RATCH Group Public Company Limited (SET: RATCH) has revealed its financial results for the first quarter of 2026, showcasing a massive jump in total revenue despite a more modest rise in the bottom line.
RATCH reported total revenues of THB 12,321 million, a 76.3% leap from the THB 6,987 million recorded in 1Q25. When excluding pass-through energy payments, underlying revenue grew by 8.2% year-on-year, primarily driven by the consolidation of the Hin Kong Combined-Cycle Power Plants (HKP) as a subsidiary starting in late 2025.
The company’s profitability metrics followed this upward trend, with EBITDA reaching THB 3,752 million, representing a 17.5% increase compared to the same period last year. This growth was further supported by strong operational performance in international segments, including higher electricity generation from wind power plants in Australia due to increased average wind speeds and improved profit sharing from hydroelectric ventures like PNPC and NN2.
However, the net profit saw a marginal increase of only 0.7% YoY, totaling THB 1,228 million. This narrower growth margin was influenced by several factors, including a reported foreign exchange loss of THB 193 million, compared to a THB 122 million loss in 1Q25.
Additionally, RATCH faced pressure from the expiration of the Power Purchase Agreement (PPA) for the Ratchaburi Electricity Generating (RG) thermal power plant units 1 and 2 in October 2025, which led to a lower revenue contribution from that facility.

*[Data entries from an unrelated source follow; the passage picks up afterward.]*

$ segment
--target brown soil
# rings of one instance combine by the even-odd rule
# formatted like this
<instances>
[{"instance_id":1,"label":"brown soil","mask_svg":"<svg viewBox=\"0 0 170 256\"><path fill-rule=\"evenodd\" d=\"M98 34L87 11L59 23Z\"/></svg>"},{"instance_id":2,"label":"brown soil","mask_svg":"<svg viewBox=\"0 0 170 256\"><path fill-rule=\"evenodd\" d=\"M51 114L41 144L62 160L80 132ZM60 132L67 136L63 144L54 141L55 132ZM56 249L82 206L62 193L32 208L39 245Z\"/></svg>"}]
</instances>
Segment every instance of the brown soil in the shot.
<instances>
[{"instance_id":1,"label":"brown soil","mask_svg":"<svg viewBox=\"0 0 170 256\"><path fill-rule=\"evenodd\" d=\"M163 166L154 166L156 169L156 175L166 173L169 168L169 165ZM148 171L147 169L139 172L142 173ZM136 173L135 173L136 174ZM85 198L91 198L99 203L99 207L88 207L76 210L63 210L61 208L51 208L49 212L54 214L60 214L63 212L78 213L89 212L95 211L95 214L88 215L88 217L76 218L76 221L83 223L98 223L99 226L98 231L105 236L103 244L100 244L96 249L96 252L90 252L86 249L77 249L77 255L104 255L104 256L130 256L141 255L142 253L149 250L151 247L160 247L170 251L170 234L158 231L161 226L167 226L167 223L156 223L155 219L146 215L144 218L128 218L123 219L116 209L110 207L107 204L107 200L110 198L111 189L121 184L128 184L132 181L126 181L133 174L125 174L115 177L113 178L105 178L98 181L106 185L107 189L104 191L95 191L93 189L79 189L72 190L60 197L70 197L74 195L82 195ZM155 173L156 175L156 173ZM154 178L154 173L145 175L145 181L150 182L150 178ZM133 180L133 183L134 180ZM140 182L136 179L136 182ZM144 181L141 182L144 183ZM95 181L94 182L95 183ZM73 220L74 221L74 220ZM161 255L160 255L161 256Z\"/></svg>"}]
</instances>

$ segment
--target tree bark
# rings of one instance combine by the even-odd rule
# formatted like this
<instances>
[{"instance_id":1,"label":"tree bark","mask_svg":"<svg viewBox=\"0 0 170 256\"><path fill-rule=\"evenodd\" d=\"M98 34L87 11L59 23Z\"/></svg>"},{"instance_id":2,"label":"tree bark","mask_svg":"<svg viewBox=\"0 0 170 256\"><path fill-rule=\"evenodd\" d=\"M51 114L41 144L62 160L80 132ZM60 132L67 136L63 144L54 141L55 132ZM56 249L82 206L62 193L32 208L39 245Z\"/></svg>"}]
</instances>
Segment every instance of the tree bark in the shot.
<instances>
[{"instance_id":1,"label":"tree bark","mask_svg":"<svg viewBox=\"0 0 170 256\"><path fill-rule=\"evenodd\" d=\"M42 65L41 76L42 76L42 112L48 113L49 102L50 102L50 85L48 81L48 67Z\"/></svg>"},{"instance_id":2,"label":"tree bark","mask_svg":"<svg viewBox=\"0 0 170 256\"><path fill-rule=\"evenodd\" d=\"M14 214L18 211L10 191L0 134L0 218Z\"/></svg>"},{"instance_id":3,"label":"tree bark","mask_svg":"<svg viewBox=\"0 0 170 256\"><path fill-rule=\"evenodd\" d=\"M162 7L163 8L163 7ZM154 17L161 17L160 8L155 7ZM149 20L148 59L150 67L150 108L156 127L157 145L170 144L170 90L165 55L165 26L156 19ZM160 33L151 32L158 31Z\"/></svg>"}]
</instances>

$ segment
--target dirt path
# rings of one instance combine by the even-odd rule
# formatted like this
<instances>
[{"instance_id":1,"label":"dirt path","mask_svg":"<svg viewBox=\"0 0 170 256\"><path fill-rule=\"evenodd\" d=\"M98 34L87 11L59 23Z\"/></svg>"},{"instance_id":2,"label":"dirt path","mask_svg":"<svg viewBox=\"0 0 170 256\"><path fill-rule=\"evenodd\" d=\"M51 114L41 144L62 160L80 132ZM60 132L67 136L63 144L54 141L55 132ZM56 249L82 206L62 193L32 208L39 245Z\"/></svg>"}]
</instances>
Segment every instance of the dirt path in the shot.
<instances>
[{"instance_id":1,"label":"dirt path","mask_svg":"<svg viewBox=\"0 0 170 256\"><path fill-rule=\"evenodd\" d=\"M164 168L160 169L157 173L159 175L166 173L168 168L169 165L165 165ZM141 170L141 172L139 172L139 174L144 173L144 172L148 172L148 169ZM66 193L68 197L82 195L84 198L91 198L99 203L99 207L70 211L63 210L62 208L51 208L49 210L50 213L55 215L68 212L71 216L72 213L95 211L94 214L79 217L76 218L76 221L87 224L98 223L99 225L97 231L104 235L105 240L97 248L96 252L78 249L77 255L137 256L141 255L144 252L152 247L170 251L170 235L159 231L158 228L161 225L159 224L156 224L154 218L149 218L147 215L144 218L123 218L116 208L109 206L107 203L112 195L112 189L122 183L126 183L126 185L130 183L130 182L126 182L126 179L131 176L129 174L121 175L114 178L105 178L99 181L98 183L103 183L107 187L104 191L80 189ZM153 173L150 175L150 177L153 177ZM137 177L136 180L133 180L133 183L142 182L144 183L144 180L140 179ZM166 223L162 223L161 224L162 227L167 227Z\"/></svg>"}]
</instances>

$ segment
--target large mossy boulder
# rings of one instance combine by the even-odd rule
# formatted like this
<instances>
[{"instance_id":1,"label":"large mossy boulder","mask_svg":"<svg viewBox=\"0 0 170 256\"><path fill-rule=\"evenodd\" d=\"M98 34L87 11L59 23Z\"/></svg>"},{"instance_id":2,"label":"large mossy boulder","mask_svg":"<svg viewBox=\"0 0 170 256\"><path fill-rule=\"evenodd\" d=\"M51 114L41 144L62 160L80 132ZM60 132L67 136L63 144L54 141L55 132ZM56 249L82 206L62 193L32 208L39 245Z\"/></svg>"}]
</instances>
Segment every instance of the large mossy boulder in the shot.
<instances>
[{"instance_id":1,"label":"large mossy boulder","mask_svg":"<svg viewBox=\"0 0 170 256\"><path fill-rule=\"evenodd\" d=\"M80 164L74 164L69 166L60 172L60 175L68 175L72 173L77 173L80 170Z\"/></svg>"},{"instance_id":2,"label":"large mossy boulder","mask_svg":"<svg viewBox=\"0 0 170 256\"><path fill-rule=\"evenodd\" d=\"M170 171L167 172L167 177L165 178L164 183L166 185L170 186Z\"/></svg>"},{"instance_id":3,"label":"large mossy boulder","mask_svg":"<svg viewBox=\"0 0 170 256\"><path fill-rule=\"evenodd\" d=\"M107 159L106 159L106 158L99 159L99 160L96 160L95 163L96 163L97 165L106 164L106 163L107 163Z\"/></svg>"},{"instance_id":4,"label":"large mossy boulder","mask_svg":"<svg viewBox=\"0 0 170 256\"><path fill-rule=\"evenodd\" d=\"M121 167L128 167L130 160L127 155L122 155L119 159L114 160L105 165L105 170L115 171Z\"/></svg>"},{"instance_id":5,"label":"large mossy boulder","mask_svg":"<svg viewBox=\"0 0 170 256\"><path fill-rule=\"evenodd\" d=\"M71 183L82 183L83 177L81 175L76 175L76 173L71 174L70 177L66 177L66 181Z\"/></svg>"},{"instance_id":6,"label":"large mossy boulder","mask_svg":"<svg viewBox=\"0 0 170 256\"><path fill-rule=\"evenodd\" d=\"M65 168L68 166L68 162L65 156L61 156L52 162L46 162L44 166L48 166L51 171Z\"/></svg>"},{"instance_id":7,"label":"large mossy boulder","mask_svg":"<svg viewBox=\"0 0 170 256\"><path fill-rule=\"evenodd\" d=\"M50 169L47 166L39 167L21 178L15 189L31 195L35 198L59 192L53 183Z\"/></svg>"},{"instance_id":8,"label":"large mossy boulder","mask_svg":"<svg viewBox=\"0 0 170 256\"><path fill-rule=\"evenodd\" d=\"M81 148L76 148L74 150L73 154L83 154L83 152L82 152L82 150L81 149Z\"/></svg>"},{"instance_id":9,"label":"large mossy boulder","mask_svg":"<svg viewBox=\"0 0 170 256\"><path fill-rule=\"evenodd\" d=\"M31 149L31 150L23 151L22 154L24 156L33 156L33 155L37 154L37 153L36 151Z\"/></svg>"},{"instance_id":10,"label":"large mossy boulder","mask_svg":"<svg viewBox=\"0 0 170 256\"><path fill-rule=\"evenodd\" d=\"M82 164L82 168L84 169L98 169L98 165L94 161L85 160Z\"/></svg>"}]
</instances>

On the expense side, total cost of sales soared to THB 7,675 million, up from THB 3,029 million in 1Q25. This sharp increase is largely attributable to the change in status of HKP from a joint venture to a subsidiary, which necessitated the full consolidation of its costs into RATCH’s financial statements. Despite these rising costs and the impact of lower dispatch instructions from EGAT for certain units, the group maintained high availability levels through effective maintenance.
Looking ahead, RATCH continues to focus on asset management and internal restructuring to enhance management efficiency.